Following the interviews, students had the opportunity to vote for the top five candidates, Gonzalez said. The student vote and the interviews factor equally into which candidates ultimately get named King and Queen.

Although parts of the selection process can be stressful, particularly the interviews, Gonzalez said she hopes the candidates enjoyed the week. 

“A lot of them told me today they though it was a really fun process and they really enjoyed it and had a great time,” she said. “Which was great to hear.” 

Heck said she enjoyed getting to attend the events required of the homecoming candidates, particularly the Parade and the TECHsan Memorial. The best part of the process, however, was the friendships made throughout the week. 

The stress of the process bonded all of the girls together, Heck said, especially leading up to top five. 

“I became such good friends with several of the other girls, especially like in the top five as we got to go through the parade and on the field,” she said. “It was super sweet, and I really will continue to value the friendships, even beyond this year.” 

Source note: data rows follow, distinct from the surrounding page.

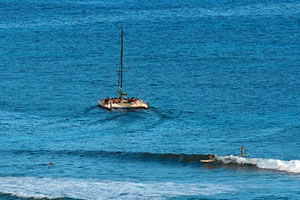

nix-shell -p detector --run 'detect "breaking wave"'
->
[0,177,234,200]
[216,155,300,173]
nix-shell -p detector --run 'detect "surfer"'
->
[47,162,53,165]
[241,145,246,156]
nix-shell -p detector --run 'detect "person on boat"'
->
[241,145,246,156]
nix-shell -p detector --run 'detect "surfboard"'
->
[200,159,216,163]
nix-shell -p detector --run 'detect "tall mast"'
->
[120,24,123,88]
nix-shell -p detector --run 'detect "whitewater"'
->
[0,0,300,200]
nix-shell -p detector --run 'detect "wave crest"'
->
[216,155,300,173]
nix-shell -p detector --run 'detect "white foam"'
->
[216,155,300,173]
[0,177,234,200]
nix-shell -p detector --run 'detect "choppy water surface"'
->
[0,0,300,200]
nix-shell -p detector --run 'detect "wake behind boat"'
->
[98,25,149,110]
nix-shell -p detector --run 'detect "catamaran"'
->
[98,25,149,110]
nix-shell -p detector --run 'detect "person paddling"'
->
[241,145,246,156]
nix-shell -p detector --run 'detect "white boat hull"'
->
[98,99,149,110]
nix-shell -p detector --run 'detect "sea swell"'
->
[216,155,300,173]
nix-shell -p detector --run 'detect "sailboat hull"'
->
[98,99,149,110]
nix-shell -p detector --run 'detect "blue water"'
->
[0,0,300,200]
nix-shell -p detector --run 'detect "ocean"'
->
[0,0,300,200]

Like Heck, Lane said the best part of the nomination process was the people he met. 

“Honestly it was pretty awesome meeting all the other people,” Lane said. “There were some pretty awesome people, kind of the elite kiddos at Texas Tech, so it was really awesome to get to know them.”

His fellow candidates were all outstanding, he said, making his win a surprise. The win was not his alone, but the Saddle Tramps as well, he said. 

“Winning this is definitely more for the Saddle Tramps,” he said. “You know, we’re trying to become more involved within student activities and also within Greek life, just kind of just people know that we’re out here. We do a lot of good stuff for the university.” 

Heck said she is still in disbelief over being named Homecoming Queen. It is an incredible honor, particularly because of her love of the university.

“It’s really neat to be able to represent the student body and be able to be a voice to not only display the love that we have for Texas Tech, but also further the ideals that we have because the students of Texas Tech are great,” Heck said. 

For those considering becoming candidates for King and Queen, the most important thing to do is get involved on campus, Lane said. 

“That in and of itself is a reward. That’s rewarding too,” he said. “Honestly you do that, I feel like the Homecoming stuff just falls into place after that.”

Students should consider becoming candidates, he said. As a proud Tech student, it is unbelievable to have the opportunity to represent the study body. 

“You’re representing Texas Tech’s student body and you know, I think it’s a great student body,” Lane said. “There’s 36,000 of us, and I’m one of two that get to represent them, so that’s pretty awesome.”